To investigate the role of Jag1 in cardiac development, we generated Jag1 ^flox/flox Islet1-cre+ mice with a conditional deletion of the Jag1 gene in the cardiac outflow tract. Mice carrying this targeted deletion exhibited severe cardiac malformations characteristic of Tetralogy of Fallot. The predominant defect observed was a double outlet right ventricle (DORV), in which both the aorta and pulmonary trunk arise from the right ventricle. This abnormality was consistently associated with a ventricular septal defect (VSD), present in 100% of homozygous mutants. Additional defects included abnormalities in the morphology of atrioventricular and semilunar valves, most commonly presenting as myxomatous mitral valves or altered leaflet numbers.

Since Islet1 is also expressed in the sinoatrial and atrioventricular nodes, we employed optical mapping to visualize the cardiac conduction system. Analysis of E14.5 embryos and adult mice revealed altered activation patterns. While control hearts displayed a mature apex-to-base activation with conduction through both bundle branches, mutant embryos exhibited abnormal activation initiating exclusively from the left ventricle, indicating right bundle branch block (RBBB). In adult heterozygotes, electrical activation was asynchronous and often originated from ectopic sites, particularly in the posterior ventricular wall, deviating from the normal apical initiation observed in controls.

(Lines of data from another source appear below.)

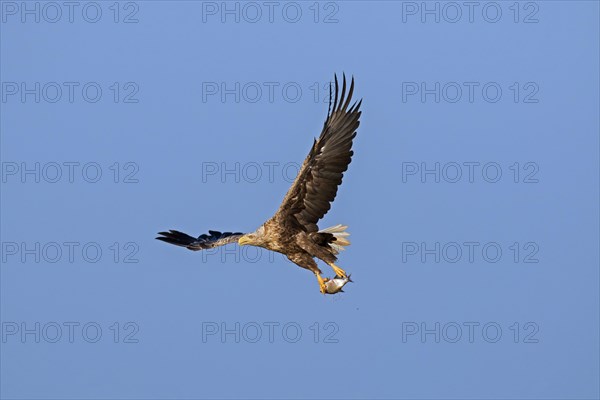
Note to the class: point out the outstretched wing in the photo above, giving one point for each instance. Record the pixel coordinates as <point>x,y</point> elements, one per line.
<point>315,187</point>
<point>213,239</point>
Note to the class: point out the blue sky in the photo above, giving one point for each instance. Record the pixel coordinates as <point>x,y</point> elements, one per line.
<point>472,200</point>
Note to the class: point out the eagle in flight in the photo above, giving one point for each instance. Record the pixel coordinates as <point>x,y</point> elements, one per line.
<point>293,229</point>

For functional analysis, we employed high-resolution ultrasound (Vevo imaging) on adult heterozygotes, as homozygotes did not survive postnatally. Most hemodynamic parameters showed no significant changes, suggesting early compensatory mechanisms to maintain cardiac output under compromised conditions. However, speckle-tracking strain analysis identified localized contractile defects and mechanical dyssynchrony, particularly affecting the anterior wall.

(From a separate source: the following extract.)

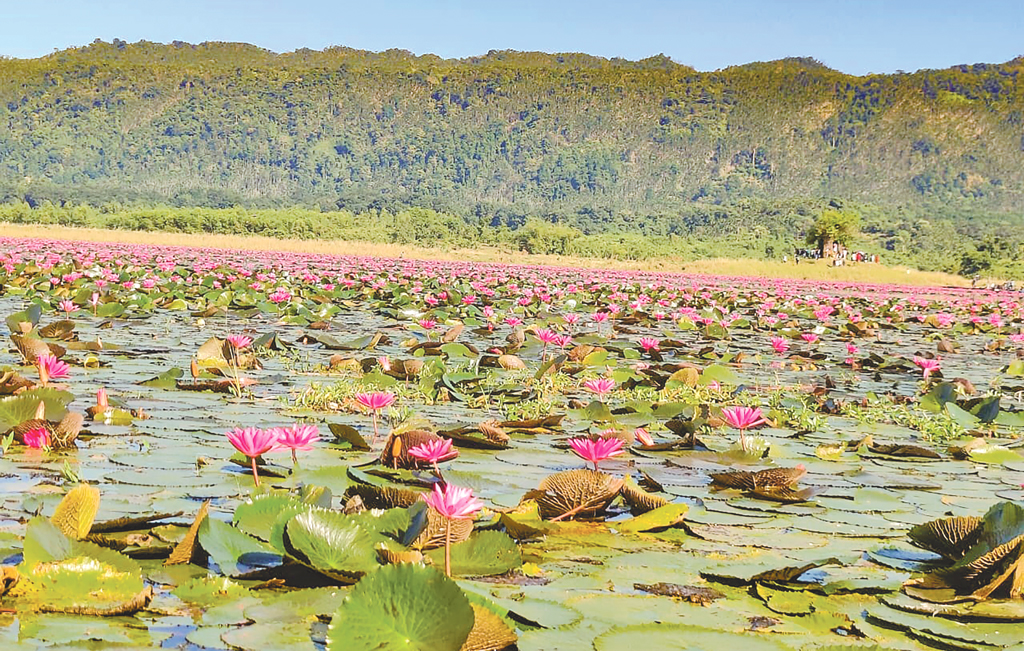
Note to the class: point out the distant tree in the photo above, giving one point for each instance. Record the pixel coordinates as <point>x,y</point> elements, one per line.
<point>834,225</point>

In summary, our study demonstrates that conditional deletion of Jag1 leads to both morphological and electrophysiological abnormalities in the heart. These defects were evident in both homozygous and heterozygous embryos, with adult heterozygotes displaying persistent electrophysiological and mechanical alterations. The data suggest that disruption of Jag1 -dependent signaling contributes to the pathogenesis of Tetralogy of Fallot and affects both the structural development and electrical function of the heart.